By now, the alert reader will have spotted that Linker's book is called
The Theocons -- i.e. plural. So it can't all be down to Father Neuhaus,
sinister though he is. So Linker rummages around for a few sidekicks
in the plan to wipe out secular America, and comes across Michael
Novak, Robert P. George and George Weigel. I like a conspiracy theory
as much as the next chap, but Weigel is an unlikely peg on which to hang
it. He's the author of an excellent biography of the new Pope, God's
Choice, and also of one of my favourite books of recent years, a slim
volume called The Cube and the Cathedral. The title contrasts two
Parisian landmarks -- the cathedral of Notre Dame and the giant
modernist cube of la Grande Arche de la Défense, commissioned by
President Mitterrand to mark the bicentenary of the French Revolution.
As la Grande Arche boasts, the entire cathedral, including spires and
tower, would easily fit inside the cold geometry of Mitterrand's cube.
And that's the question Weigel's book addresses: in modern Europe,
how did the cube (the state) come to swallow the cathedral (the church)?

Which is, of course, the exact opposite of Damon Linker's thesis -- that,
thanks to Weigel and others, in America the church is about to swallow
the state. Of these two scenarios, one has already happened, and the
other seems to have been concocted out of thin air by opportunist lefties.
As proof of how advanced the theocon takeover is already, Linker invites
us to consider the difference between two speeches: in 1962, in his
address to the nation during the Cuban missile crisis, President Kennedy
concluded with the scrupulously non-theocratic "Good night." But in 2001,
in his address to the nation after Sept. 11, President Bush had the
effrontery to ask the Lord to "bless the souls of the departed" and to wrap
things up with "God bless America." "Something has happened to the
United States during the past four decades," concludes Linker, darkly.
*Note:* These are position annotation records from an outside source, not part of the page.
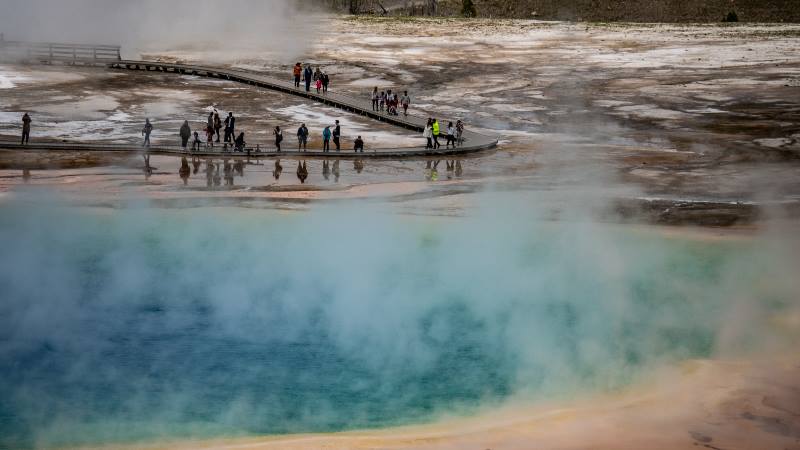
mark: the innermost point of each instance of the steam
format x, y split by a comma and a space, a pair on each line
223, 30
225, 321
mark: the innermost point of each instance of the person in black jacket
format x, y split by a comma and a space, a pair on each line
337, 133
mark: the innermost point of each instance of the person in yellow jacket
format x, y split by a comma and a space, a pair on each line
435, 127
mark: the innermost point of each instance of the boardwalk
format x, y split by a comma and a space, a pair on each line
473, 142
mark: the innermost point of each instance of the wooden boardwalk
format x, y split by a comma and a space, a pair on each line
472, 142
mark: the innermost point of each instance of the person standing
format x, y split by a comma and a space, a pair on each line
459, 132
217, 124
308, 75
326, 140
230, 127
435, 128
302, 137
148, 128
185, 133
451, 135
326, 80
406, 101
359, 145
26, 128
337, 134
297, 71
278, 137
428, 134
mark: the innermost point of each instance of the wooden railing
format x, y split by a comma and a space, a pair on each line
46, 52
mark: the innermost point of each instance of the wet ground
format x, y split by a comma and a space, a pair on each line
658, 115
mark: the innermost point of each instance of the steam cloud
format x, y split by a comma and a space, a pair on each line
278, 27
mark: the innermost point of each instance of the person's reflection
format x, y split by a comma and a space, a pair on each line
147, 169
196, 162
217, 177
185, 170
302, 172
326, 170
335, 171
209, 173
228, 171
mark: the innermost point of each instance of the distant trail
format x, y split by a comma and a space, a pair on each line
473, 142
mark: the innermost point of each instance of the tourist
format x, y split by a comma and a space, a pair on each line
337, 134
185, 133
359, 145
278, 137
375, 96
210, 134
298, 71
148, 128
239, 143
302, 137
406, 101
308, 74
302, 172
459, 132
451, 135
217, 124
326, 80
326, 139
435, 128
230, 127
26, 128
428, 134
196, 142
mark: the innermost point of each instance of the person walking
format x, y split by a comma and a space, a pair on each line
278, 137
326, 80
185, 134
406, 101
302, 137
326, 140
359, 145
308, 75
451, 135
230, 127
435, 128
26, 128
428, 134
297, 72
337, 134
148, 128
239, 143
459, 132
375, 97
217, 124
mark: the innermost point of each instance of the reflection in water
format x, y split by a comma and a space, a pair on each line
302, 172
336, 171
184, 171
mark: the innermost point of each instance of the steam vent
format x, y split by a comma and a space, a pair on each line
399, 225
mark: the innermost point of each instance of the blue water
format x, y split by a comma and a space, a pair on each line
140, 324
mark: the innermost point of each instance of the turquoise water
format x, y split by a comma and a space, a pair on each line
139, 324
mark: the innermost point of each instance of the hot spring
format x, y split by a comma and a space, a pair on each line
140, 324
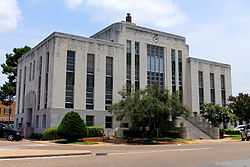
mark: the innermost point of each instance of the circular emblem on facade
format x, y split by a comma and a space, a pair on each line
156, 38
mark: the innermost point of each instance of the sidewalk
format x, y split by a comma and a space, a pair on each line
31, 153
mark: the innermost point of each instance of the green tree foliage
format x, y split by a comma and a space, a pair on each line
72, 127
241, 106
153, 108
217, 114
9, 68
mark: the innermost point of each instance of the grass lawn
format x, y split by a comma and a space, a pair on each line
62, 141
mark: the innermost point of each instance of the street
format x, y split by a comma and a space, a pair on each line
206, 154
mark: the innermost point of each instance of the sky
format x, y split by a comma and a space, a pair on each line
217, 30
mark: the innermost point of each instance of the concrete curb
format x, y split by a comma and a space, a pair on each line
44, 155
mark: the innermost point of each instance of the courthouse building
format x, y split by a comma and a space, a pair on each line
67, 72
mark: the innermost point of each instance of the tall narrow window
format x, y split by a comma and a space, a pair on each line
39, 83
90, 81
129, 52
46, 82
180, 75
37, 121
34, 69
19, 90
201, 89
173, 70
223, 90
30, 72
90, 120
155, 69
137, 65
24, 87
109, 122
70, 79
109, 82
212, 88
44, 121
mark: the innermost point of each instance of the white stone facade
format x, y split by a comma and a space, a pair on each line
110, 42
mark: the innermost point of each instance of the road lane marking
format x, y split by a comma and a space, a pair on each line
111, 154
157, 151
40, 158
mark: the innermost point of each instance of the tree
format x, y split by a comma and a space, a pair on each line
72, 127
154, 109
241, 106
217, 114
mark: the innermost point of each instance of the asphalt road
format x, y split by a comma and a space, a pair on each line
210, 154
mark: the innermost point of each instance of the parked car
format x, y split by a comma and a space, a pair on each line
245, 133
9, 133
240, 127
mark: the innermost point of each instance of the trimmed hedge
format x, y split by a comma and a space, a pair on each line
37, 136
93, 132
50, 134
71, 127
231, 132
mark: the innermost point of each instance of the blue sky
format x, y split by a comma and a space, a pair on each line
217, 30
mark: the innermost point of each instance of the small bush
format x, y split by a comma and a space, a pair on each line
50, 134
94, 132
72, 127
36, 136
231, 132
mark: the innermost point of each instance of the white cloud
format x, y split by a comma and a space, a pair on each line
157, 13
73, 4
10, 15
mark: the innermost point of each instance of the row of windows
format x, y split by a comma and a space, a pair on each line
43, 121
90, 81
32, 70
212, 89
90, 121
155, 65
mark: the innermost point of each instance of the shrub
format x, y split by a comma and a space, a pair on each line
50, 134
72, 127
37, 136
231, 132
94, 132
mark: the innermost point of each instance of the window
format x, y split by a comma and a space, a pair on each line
19, 90
128, 60
109, 122
137, 65
90, 81
109, 82
30, 72
180, 74
212, 88
155, 69
46, 82
90, 120
7, 111
34, 70
24, 87
223, 90
70, 79
173, 63
37, 121
201, 89
44, 121
39, 83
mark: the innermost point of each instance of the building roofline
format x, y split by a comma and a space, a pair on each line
134, 26
208, 62
71, 36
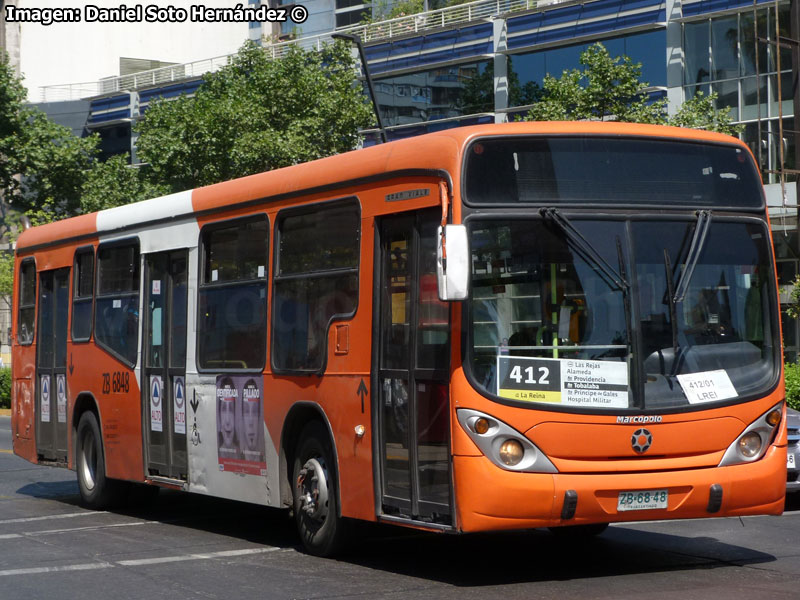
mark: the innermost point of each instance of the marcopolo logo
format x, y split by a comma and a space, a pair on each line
639, 419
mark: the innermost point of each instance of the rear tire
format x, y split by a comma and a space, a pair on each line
97, 491
315, 491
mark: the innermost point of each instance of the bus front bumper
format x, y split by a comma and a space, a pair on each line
490, 498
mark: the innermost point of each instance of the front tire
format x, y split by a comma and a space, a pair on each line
97, 491
316, 507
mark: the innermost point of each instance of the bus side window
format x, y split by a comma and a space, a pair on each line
82, 295
316, 281
27, 301
116, 320
233, 295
At the risk of offending Linker, God Almighty. Insofar as anything
happened during those four decades, it was this: prayer was banished
from public schools, the separation of church and state became an ever
wider chasm, and Americans deserted mainline Protestant
denominations for evangelical churches. In other words, the overzealous
attempt to purge religion from the public square drove many Americans
toward more effective vehicles for their faith. As for the difference
between the 1962 and 2001 speeches, it's simple: those 3,000 "souls
of the departed." Indeed, to attempt to acknowledge the deceased
without invoking the deity would have sounded very weird, as weird as
that hollow 9/11 memorial in Ottawa which (much to Linker's taste
presumably) avoided all mention of God. Or as weird as the peculiarly
ferocious objections by European politicians to referencing the
Continent's Christian inheritance in the preamble to the EU's constitution
(since rejected). A former Swedish deputy prime minister dismissed the
proposal as "a joke"; a French socialist called it "absurd"; Scandinavia's
largest newspaper said it would be a "huge mistake."

The post-Christian Europe George Weigel writes about is a fact: it is
the spiritual vacuum into which Islamism has poured. But the radically
Christianist theocon takeover of America is a ludicrous fantasy. Yet it's
the latter hogging the prime real estate at bookstores across the land.
The existence of this thriving new sub-genre is a more telling comment
on the times than anything in the books themselves.